Two things make this plan so smart. First, by paying bi-weekly, you’re making the equivalent of 13 monthly payments. (That is, instead of 12 payments, you’re making 26 half payments 26/2 = 13.) Second, even as the minimum required payment goes down, your payment amount holds steady. The more steadily you pay this way, the faster you reduce the principle and the more interest you don’t incur.

“How ’bout this,” Nat offered. “If you get a bonus, a tax refund …”

“You mean people are still out there paying taxes?”

“… or a money gift, or a raise, throw it at that one big debt.”

“Throw 75 percent of it at your one big debt,” I argued. “Because, c’mon, you gotta give yourself a few rewards along the way. Take the other 25 percent of any gift or bonus you receive and … live!”

“Okay, Ms. Writer,” Carty said, downing his cup of sludge coffee, “So how do you choose which debt to make your One Big Target?”

“Well, all the ex-spurts say pick the one with the highest interest rate,” Marty interjected. “This one guy says it darned well, too.”

I’m no ex-spurt, so I feel free to disagree. Sure, if you look only at the financial logic, that’s definitely the way to go. But human beings are complex bundles of passion and reason. I think it’s best to pick the one debt you’re most motivated to go after. Maybe you’d pick one that’s already down fairly low that you can knock off easily. That would give you both a sense of accomplishment and some extra cash in fairly quick order. Maybe it’s a debt to some institution you’ve come to hate, so you’re super-motivated to sever all ties with them.
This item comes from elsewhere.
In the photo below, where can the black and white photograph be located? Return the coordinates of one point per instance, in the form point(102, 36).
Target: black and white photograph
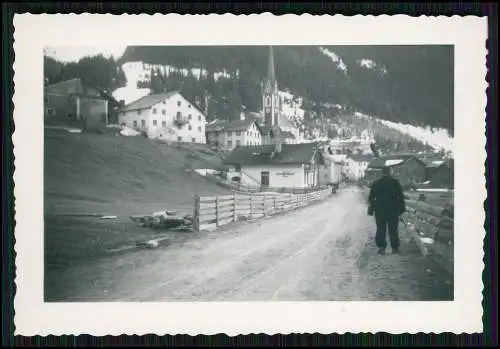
point(249, 173)
point(262, 172)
Or maybe you’d be most motivated to pay off a debt of honor. The number one debt I always wanted to get rid of was the tab I ran at my vet’s office. The ex-spurts would have said that was the last one to attack, since my dear kind vet charged no interest at all. But I wanted to look that woman in eye, equal to equal. And I couldn’t do that as long as I owed her money.

Whatever debt you knock off first, remember you’ve then got the entire amount of that payment that you can put to work slaughtering the next enemy.

Keep it simple. Focus your energies on One Big Target. Slaughter it. Then, swaggering in triumph, move on to your next conquest.

  • The month after you’ve finally slaughtered your first debt, take the entire amount you would have paid on your One Big Target and use it to celebrate. Treat yourself. Treat those poor kids to whom you’ve been barking, “No, no, no” for the last year.
  • Then the next month and every month thereafter until you’ve beaten Target Two into submission, throw that amount at the next debt on your hit list. For instance, if you’ve paid off your UsuryCard bill at $150 a month, but you’ve been paying just $75 on your BancScrooge Scrooge-O-Card, now start paying $225 to BancScrooge every month.

Oh yeah. And when all that’s done … start paying cash. It drives the debt-pushers and their co-conspirators the database trackers purely crazy. And every time you pay off one debt and don’t incur another, you own that much more of your own future, free and clear. All yours.